U.S. universities fight Senate innovation bill targeting foreign gifts to faculty

The shape of U.S. research is at stake as Congress tries to reconcile competing versions of a massive bill, 2 years in the making, aimed at bolstering U.S. competitiveness with China in research and high-tech manufacturing.

The bills would not only authorize spending hundreds of billions of additional dollars on research, but also set out new policies on the government’s approach to supporting science. One controversial provision in the Senate version, the U.S. Innovation and Competition Act (USICA), would change how the National Science Foundation and the Department of Energy’s science office distribute their research dollars by geographic region.
Today’s story examines another Senate provision, one that would impose new requirements on individual faculty members and staff to report any foreign gifts. Yesterday, we looked at proposed changes in U.S. immigration rules aimed at welcoming more foreign scientists and engineers, part of the America COMPETES Act passed earlier this year by the U.S. House of Representatives.

Attention all research faculty and staff: That birthday present from your uncle in France must be reported to the office of sponsored research. And, by the way, the details may become public.

Senior research administrators at nearly 500 U.S. colleges and universities could find themselves writing such memos if Congress retains a requirement for reporting individual gifts from foreign sources that is included in a Senate version of a massive innovation bill now being negotiated by lawmakers. But higher education lobbyists, alarmed at the administrative burden and the chilling effect the provision might have on all international collaborations, are waging a last-minute fight to prevent that from happening.

The Senate provision, which has gone almost unnoticed, would require universities to collect information on “any gifts received from a foreign source [by] faculty, professional staff, and others engaged in research.” The information would go into a “searchable database” the institution must create and maintain; institutions that violate the rules would be subject to fines of up to $50,000. The provision applies to any U.S. institution receiving more than $5 million a year in federal research funding.

The language, authored by Senator Richard Burr (R–NC), is aimed at preventing hostile foreign governments from stealing the fruits of U.S. taxpayer-funded research by enticing researchers with gifts. Burr and other lawmakers believe U.S. universities aren’t sufficiently vigilant against the threat, which they say is especially acute from China.
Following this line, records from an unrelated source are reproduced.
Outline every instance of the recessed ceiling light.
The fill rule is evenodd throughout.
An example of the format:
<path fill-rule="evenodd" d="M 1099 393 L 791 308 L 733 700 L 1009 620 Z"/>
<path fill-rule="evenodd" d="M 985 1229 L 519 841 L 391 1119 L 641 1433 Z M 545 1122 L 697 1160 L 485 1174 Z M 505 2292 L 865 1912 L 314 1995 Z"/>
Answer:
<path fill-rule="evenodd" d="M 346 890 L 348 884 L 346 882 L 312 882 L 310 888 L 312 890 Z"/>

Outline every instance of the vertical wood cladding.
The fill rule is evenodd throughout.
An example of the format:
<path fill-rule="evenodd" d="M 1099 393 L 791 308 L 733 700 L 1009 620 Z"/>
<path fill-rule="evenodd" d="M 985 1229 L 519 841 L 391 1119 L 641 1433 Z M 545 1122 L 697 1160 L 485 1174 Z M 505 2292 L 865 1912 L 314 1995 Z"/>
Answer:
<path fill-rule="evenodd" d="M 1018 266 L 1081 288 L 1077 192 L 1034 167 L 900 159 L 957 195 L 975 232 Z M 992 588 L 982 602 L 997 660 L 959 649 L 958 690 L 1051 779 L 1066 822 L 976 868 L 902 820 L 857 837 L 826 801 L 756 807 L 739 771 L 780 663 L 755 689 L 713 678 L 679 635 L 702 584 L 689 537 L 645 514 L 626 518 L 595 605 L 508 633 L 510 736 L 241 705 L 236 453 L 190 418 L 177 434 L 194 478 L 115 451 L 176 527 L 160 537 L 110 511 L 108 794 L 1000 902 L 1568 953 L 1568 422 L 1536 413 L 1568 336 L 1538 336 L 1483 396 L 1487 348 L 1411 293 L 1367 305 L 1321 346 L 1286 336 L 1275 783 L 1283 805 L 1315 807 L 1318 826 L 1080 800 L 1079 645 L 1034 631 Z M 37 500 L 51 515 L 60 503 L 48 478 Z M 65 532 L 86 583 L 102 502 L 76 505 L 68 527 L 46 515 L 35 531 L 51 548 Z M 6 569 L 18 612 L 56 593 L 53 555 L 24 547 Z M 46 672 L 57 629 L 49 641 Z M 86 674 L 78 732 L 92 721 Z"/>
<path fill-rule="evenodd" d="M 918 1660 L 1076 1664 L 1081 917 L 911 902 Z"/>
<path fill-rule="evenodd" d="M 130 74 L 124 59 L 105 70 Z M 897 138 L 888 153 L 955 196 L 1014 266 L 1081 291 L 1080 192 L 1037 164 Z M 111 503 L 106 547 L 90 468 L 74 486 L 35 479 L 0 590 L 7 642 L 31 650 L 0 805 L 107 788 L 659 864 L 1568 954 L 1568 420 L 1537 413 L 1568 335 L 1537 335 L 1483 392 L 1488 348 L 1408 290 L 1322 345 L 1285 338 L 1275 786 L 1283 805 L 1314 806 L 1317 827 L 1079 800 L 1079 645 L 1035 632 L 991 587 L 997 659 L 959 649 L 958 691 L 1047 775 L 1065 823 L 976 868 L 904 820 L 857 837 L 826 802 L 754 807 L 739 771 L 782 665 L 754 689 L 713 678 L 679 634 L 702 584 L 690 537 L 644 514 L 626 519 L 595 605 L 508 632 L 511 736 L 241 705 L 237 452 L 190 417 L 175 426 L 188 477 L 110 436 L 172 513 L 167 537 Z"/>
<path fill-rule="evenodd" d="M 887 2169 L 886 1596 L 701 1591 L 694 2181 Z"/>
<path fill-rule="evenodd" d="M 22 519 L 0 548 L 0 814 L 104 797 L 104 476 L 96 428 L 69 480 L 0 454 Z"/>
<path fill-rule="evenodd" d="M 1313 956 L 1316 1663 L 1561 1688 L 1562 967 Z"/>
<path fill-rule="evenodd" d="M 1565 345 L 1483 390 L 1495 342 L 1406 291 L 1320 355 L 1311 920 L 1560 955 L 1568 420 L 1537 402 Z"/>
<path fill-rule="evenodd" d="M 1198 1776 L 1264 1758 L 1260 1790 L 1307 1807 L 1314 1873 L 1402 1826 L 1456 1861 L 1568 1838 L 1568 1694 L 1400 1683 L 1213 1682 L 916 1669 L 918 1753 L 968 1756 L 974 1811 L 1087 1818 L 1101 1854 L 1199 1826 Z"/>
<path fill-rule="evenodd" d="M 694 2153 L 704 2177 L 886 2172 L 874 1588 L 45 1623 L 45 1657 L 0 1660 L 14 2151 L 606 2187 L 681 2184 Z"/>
But a coalition of leading research universities is trying to get that language removed or significantly amended. “It is duplicative, unworkable … and counterproductive to both our national research enterprise and to national security,” Barbara Snyder, president of the 65-member Association of American Universities (AAU), wrote in a 15 June letter to key members of the conference committee negotiating the final bill.

One of her major concerns is that there’s no threshold for the value of any gift that must be reported. The House-passed bill sets a floor of $50,000, which AAU says is more reasonable. (AAU also prefers the House language because it would narrow the universe of institutions subject to the reporting requirement to the roughly 200 that carry out more than $50 million a year in research.)

The Senate provision also casts too broad a net, according to the AAU letter. “Is the intent to cover all faculty and staff, no matter how distant their relationship to anything that could raise security concerns?” it asks. Snyder says the provision also doesn’t specify whether the provision is limited to gifts related to the employee’s professional activities or to any present they receive.

“It’s not clear what they are asking for,” says Marcia Smith, associate vice chancellor for research administration at the University of California, Los Angeles (UCLA). “Am I covered?” asks Smith, whose job is to make sure UCLA complies with all federal rules pertaining to its $1.5 billion research portfolio. “And if my best friend, who just moved to England, sends me a gift, do I need to disclose it?”

The U.S. government already requires anyone applying for a federal grant to report all foreign and domestic sources of research support, AAU notes. And the White House Office of Science and Technology Policy has spent the past 3 years developing policies to standardize that reporting across all agencies. In addition, the Department of Education already requires institutions to report any foreign gifts of at least $250,000, a threshold the Senate language would lower to $50,000 in another section of its bill.

“It is unclear exactly what additional information [the Senate language on gifts to individuals] is intended are elicit,” Snyder writes, “or why that information would be valuable.” Burr declined to comment on the rationale for the USICA language.

The Department of Education would be required to issue rules defining the scope of the provision and how it would be implemented. Senate Democrats negotiating the final bill haven’t taken a public stance on the language.

University administrators see the Senate language as an unfunded mandate—more work without additional resources. They also worry its enactment could push U.S. academic researchers to abandon all international collaborations to avoid running afoul of the new requirements.

That would be a high price to pay, warns Peter Michelson, a physicist and senior administrator at Stanford University. “The last thing we should be doing is discouraging those interactions,” he says.